Los adelantos tecnológicos permiten, también, disfrutar la nitidez de sonido que disfrutaron quienes estuvieron esas noches en Londres, pues la versión en Blue-ray Disc contiene la más alta definición en imagen y sonido posibles a la fecha, de manera que el espectador en la sala de la casa está más que virtualmente saltando y bailando y cantando con Sus Satanísimas Majestades en el mismísimo Hyde Park.
Es tal la nitidez de sonido que los altavoces en casa parecieran extensiones directas de los monitores de cada uno de los músicos en escena. Los exquisitos riffs de Keith Richards, las inspiradísimas improvisaciones de Ronnie Wood.
Vemos con realismo impresionante, escuchamos y delimitamos, en impactantes tomas sky camp, al impecable Charlie Watts en su Walhalla: su sistema de tarolas, tambores, platillos de metales wagnerianos y sus finas baquetas cual batutas, desde un plano zenital en picada.

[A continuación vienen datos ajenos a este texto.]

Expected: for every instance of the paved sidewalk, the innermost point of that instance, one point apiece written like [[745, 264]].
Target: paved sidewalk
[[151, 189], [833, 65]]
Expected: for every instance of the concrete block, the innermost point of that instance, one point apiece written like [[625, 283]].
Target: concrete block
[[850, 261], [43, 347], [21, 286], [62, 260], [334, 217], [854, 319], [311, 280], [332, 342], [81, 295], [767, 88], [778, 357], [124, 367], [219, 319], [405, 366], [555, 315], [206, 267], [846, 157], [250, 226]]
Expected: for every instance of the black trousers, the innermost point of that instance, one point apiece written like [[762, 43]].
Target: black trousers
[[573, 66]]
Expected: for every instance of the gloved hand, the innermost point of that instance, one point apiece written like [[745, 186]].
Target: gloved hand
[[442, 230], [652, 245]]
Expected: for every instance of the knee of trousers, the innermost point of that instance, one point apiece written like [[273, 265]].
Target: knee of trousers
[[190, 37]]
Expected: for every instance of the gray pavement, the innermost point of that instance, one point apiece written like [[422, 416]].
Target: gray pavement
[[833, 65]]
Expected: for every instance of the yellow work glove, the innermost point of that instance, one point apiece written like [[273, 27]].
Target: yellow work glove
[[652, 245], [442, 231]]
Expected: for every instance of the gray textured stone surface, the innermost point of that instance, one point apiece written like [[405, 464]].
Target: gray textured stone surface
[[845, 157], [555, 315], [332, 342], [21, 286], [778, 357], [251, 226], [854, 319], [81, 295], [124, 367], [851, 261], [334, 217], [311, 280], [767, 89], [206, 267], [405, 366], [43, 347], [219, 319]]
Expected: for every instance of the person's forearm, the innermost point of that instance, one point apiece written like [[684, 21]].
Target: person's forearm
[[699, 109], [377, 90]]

El reino entero es de Mick Jagger, Su Esbeltísima Majestad, que a sus 70 años de edad se sigue clavando el fálico micrófono inhalámbrico en el pubis, para salir saltando cual gacela-mariposa-ninfa-elfo-querubín-serafín-seráfico y alegre, los incontables metros de la pasarela diseñada para su muy personal y olímpico lucimiento, para su portentosa manera de cantar y bailar, como nadie más lo puede hacer en el planeta, para emitir agudos y elevar y sostener notas dificilérrimas que su colega, el eminente melodista vegetariano don Polma Carne, envidia. Suyo es el reino. Suya la gloria. Suyo el seráfico averno cuando los Stones ponen en escena, por vez enésima, incontable y siempre la primera vez, esa ceremonia titulada Sympathy for the Devil.
Siempre la primera vez. Los Stones llevan medio siglo haciendo lo mismo en escena: estallar, implotar, hacer volar en mil pedazos las vísceras, el alma, el intestino, el corazón de multitudes que escuchan siempre por primera vez las mismas viejas canciones que suenan siempre nuevas y que no son nada, son sólo rocanrol, pero nos gusta, nos fascina, nos encanta.

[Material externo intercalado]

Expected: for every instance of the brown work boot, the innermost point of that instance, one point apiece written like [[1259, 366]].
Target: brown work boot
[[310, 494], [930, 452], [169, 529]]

Sweet Summer Sun, dice Keith Richards, con su feliz panza chelera (al contrario de las otras tres Esbeltísimas Majestades: Ronnie, Mick y Charlie) significa cerrar un círculo, abierto el 5 de julio de 1969, en un festival donde estuvieron otras bandas, entre ellas King Crimson, ante medio millón de almas, dos días después de la trágica muerte del primer Stone stoned: Brian Jones, sustituído por el en ese día debutante Mick Taylor, luego de que Mick Jagger leyó versos que escribió Shelley en ocasión de la muerte de John Keats y liberaron miles de mariposas blancas y tocaron de la chingada, según recuerda Keith Richards, quien ahora, 44 años y un día después, califica este nuevo concierto, el del verano de 2013, como el mejor que han hecho.
He ahí a Lisa Fischer entrada en carnes, sublimada en pureza canora; he ahí la magia de ese gran pianista, que no tecladista, Chuck Leavell, he ahí el pulgar, el riff y la potencia del bajista negro Darryl Jones, cada vez más reconocido por sus compañeros como un Stone con todas las de la ley.
He ahí la versión de You can’t always get what you want con un corno francés en escena y un sublime coro con preminencia femenina. He ahí la versión insuperable de Midgnight Rambler con su creador, Mick Taylor. He ahí Satisfaction con los riffs de este que en 1969 fue recibido, a sus 20 años de edad, como todo un wunderkind y es ahora un venerable panzoncito, bonachón y más fino aún, más hondo, más llegador fabricante de riffs.
He ahí el mejor concierto de los Stones. Sí, ya sé, hay otros que a muchos les parece fueron mejores. De entre los recientes, el de Copacabana y, aún mejor, el del estadio River Plate. No lo tomen a mal, queridos lectores, sé que ustedes son expertos en el tema y que tienen también sus conciertos favoritos, y que yo no tengo razón, pero el argumento mayor e indebatible es el aserto que todo melómano expresa cuando termina un concierto en el que todos fuimos muy felices: el mejor concierto de los Stones es el que acabo de escuchar. Ya hubo, ya habrá otros mejores.
Porque la felicidad también se llama rocanrol.